Employee (C)/nurse was interviewed on 04/18/2011 at 1:00 p.m. and indicated that she was the charge nurse on 04/10/2011. She verified that employee (B) called her (exact time unknown) and stated that a patient (patient #1) was in a cab and not wanting to get out. Employee (C) indicated that the ED was very busy and "full" that day. She directed employee (B) to call the police to see if he wants to be seen or sent to detox. After the discussion, she asked employee (D)/Assessment and Referral (ANR) staff (a department that assists with assessments and referrals) to talk to the patient and see what he wanted to do.

Employee (D) was interviewed on 4/19/2011 at 9:00 a.m. and indicated that on 4/10/2011 (exact time unknown) employee (C) called her and indicated that patient #1 was outside and wanted to go to detox, the police were called, and the police had questions. Employee (C) asked if she could go and talk to them. She went out to talk to patient #1 and asked him if he wanted to come in or go to detox. At the time, the patient was in the getting into the ambulance and indicated that he wanted to go to (another named hospital).

Police Officer (F) was interviewed on 04/28/2011 at 4:00 p.m. and indicated that the police were dispatched to the ED on 4/10/2011 regarding patient #1. It was reported to Police Officer (F) that there was a male passing out and intoxicated who needed to go to detox. When he arrived to the hospital, patient #1 was in the backseat of a cab "passed out" and "pretty intoxicated." The triage nurse indicated to the police officer that the patient was passing out in the waiting room, that they could not have that, and that the ED was too full and they could not take him. Police Officer (F) stated that he completed a preliminary alcohol breathalyzer test with patient #1 which showed a result of 0.33. Police Officer (F) indicated that if an individual tests at 0.30 or above, they bring the individual to the hospital and not to detox. Since Unity Hospital was not going to see the patient, he called for another ambulance.

Hospital #2's medical record, dated 04/10/2011, for patient #1 was reviewed and documented that patient #1 reported to hospital staff that "they would not see him at Unity Hospital." Hospital #2 provided a medical screening examination and diagnostics, including labs and and EKG. Patient #1 was evaluated at hospital #2 for six hours and discharged home.

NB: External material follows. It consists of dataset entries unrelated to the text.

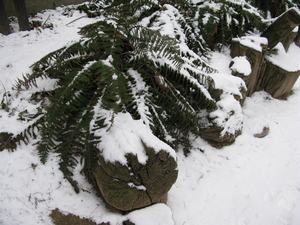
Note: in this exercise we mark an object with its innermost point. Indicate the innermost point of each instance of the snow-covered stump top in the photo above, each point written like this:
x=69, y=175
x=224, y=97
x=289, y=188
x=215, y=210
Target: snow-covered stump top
x=248, y=54
x=135, y=169
x=282, y=27
x=281, y=71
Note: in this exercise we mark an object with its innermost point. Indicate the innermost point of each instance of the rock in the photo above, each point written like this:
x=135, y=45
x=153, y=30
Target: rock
x=135, y=185
x=262, y=134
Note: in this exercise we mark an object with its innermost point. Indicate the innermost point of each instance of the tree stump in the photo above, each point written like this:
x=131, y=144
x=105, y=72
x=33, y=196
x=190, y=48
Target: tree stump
x=282, y=27
x=254, y=49
x=277, y=81
x=4, y=23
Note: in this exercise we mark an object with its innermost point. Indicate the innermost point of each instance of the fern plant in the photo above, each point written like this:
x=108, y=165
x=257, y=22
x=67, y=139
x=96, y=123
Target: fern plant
x=100, y=76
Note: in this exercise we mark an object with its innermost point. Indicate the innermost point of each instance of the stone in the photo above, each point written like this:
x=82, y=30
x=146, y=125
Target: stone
x=135, y=185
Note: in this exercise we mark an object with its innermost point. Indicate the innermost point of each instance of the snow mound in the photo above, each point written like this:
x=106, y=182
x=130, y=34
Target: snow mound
x=125, y=136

Employee (E)/administrative nurse was interviewed on 04/18/2011 at 1:45 p.m. and verified that patient #1 was not seen in the ED. She indicated that this was an EMTALA violation and that patient #1 did not receive a required medical screening examination by a physician in the ED. The hospital is in the process of mandatory education for all ED staff regarding EMTALA policies and procedures.

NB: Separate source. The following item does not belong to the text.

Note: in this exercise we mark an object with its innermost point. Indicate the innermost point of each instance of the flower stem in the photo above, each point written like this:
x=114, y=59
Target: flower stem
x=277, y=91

The hospital's EMTALA policy and procedure, dated 06/2010, documents "The hospital must provide an appropriate MSE (Medical Screening Examination) to a person who presents to a dedicated emergency department and makes a request for examination or treatment for a medical condition, or who presents anywhere at the hospital and requests an examination or treatment of an emergency medical condition ..." The policy defines a MSE as "An examination performed by a physician or Qualified Medical Person for the purpose of determining with reasonable clinical confidence whether the person who has come to the emergency department has an emergency medical condition." The policy defines a Qualified Medical Professional as "A person who has been designated in hospital medical staff bylaws or rules and regulations as qualified to perform an MSE."